Varlığı ivedilikle tartışılması gereken İletişim Başkanlığı bütün medyayı kontrol ediyor. Bizim vergilerimizle sadece medyayı kontrol etmekte kalmıyor aynı zamanda sosyal medyayı manipüle ediyor. Bakanlara milletvekillerine bürokratlara ev ödevi veriyor. Bu başkanlık milletin imkanlarıyla milletin gerçek ihtiyaçlarına harcanabilecek bir bütçeyle propaganda bakanlığı gibi çalışıyor. Sayelerinde dünyadaki gelişmelerden bihaberiz. İçerde bazı haberler gözümüze sokulurken bazıları görünmez hale getiriliyor. Tayyip Erdoğan ile Donald Trump 1,5 saat telefonla görüştü, herkes Erdoğan’ın Trump’ı Türkiye’ye davet ettiğini, Gazze’yi konuştuğunu duydu ama Trump’ın Rahip Bronson konusunu yinelediğini duymadı.

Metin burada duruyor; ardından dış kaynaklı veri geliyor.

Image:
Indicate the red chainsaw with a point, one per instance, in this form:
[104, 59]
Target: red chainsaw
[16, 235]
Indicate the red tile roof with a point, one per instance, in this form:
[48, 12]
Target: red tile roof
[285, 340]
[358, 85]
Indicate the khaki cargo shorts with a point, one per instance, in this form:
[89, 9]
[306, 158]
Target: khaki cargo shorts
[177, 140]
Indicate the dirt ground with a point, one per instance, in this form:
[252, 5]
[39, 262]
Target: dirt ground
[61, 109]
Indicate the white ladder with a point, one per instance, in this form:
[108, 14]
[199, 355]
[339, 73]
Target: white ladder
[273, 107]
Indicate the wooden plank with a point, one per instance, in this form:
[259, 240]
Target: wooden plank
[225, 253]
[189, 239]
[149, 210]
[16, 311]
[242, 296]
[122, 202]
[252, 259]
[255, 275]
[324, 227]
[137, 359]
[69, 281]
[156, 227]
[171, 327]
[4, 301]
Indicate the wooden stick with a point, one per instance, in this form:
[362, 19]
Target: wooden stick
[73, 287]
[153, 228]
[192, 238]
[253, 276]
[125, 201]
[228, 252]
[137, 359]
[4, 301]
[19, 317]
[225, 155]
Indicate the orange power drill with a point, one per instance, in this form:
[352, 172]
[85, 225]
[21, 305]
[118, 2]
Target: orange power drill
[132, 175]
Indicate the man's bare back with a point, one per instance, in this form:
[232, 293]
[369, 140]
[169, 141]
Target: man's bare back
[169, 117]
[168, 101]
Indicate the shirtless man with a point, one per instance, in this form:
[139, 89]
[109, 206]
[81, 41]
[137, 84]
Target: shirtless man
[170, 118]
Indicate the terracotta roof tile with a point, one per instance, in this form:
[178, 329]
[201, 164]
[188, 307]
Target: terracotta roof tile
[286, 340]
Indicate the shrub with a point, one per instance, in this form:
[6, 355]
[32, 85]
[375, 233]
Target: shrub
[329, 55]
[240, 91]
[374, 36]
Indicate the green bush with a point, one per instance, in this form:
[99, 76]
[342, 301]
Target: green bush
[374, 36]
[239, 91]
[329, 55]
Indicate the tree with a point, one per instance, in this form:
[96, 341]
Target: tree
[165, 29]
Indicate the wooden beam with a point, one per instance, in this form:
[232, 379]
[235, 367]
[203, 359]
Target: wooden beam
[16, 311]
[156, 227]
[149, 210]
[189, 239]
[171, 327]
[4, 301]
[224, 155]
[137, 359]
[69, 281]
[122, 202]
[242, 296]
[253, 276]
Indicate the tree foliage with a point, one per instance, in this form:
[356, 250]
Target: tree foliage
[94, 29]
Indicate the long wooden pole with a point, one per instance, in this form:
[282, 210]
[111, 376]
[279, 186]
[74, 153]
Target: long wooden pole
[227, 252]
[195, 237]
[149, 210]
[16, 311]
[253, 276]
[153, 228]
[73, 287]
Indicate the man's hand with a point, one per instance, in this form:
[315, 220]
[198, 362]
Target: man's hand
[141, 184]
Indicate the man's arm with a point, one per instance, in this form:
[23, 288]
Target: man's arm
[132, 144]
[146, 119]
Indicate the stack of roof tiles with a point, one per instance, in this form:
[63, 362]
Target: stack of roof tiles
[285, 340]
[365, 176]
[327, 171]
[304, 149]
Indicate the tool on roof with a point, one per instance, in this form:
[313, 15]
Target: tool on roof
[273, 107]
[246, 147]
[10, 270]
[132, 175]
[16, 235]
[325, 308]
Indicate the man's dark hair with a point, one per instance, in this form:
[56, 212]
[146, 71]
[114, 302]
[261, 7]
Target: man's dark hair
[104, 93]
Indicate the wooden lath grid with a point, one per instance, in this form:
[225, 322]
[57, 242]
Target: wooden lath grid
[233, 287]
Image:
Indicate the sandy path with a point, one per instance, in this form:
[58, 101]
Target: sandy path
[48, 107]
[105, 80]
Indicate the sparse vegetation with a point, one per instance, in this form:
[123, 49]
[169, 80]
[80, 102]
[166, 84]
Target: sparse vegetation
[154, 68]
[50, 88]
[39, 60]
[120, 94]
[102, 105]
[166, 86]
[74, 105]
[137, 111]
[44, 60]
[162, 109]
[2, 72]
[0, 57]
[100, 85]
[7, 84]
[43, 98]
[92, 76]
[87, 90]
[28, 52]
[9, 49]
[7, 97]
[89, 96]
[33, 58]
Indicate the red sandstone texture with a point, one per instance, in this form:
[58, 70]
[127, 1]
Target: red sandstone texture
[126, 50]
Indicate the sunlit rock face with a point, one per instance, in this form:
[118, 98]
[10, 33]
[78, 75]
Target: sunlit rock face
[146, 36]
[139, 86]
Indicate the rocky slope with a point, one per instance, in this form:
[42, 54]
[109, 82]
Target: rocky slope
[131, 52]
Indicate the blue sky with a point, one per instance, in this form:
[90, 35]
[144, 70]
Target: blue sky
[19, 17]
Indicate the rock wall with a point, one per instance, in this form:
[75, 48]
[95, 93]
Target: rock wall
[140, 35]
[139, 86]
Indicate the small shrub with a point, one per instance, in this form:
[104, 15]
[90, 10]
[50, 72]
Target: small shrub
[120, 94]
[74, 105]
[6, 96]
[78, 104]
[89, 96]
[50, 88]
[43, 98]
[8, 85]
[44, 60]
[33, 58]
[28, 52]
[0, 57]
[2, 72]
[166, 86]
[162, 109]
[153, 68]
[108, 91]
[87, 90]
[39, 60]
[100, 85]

İnsanlar, hele ki toplumlar çoklu gündeme odaklanamazlar. İllüzyonistler, üç kağıtçılar, dolandırıcılar bu yüzden dikkat dağıtıcı yöntemleri çok severler. Bu dezenformasyon bombardımanına karşı bir filtre kullanmazsak elbette günlük hayatımızda hükümetlerin, reklam ajanslarının, anket firmalarının, partilerin, derneklerin, vakıfların, tarikatların ve şirketlerin manipülasyonlarına çokça maruz kalırız.
Gündemin sık değişmesi ekonomisi bu kadar kötü olan, yönetim erkini kaybetmiş bir ülkenin hükümetini normal olarak memnun eder. Bir konuda gidişatın değişebilmesi için toplumun yeterli büyüklüğe sahip bir bölümünün talebi gerekir. Fakat bu gündem bombardımanı altında iktidar ve taraftarlarının kışkırtmalarıyla bu durum sağlanamıyor.
Toplumun bir konuya odaklanamaması üzerine kafa yoranlar da var. Çeşitli uyarılar ve çare yolları öneriyorlar. Aşırı bilgi yükleme taktiği (Information overload strategy) gibi tumturaklı izahlar yapıyorlar. Yani hiçbir konuya tam odaklanamamayı sağlamak için sürekli bir bilgi-haber etkisi altında kalmaktan bahsediliyor. Her ne kadar bu durumu tespit ediyorlarsa da bir çözüm öneremiyorlar.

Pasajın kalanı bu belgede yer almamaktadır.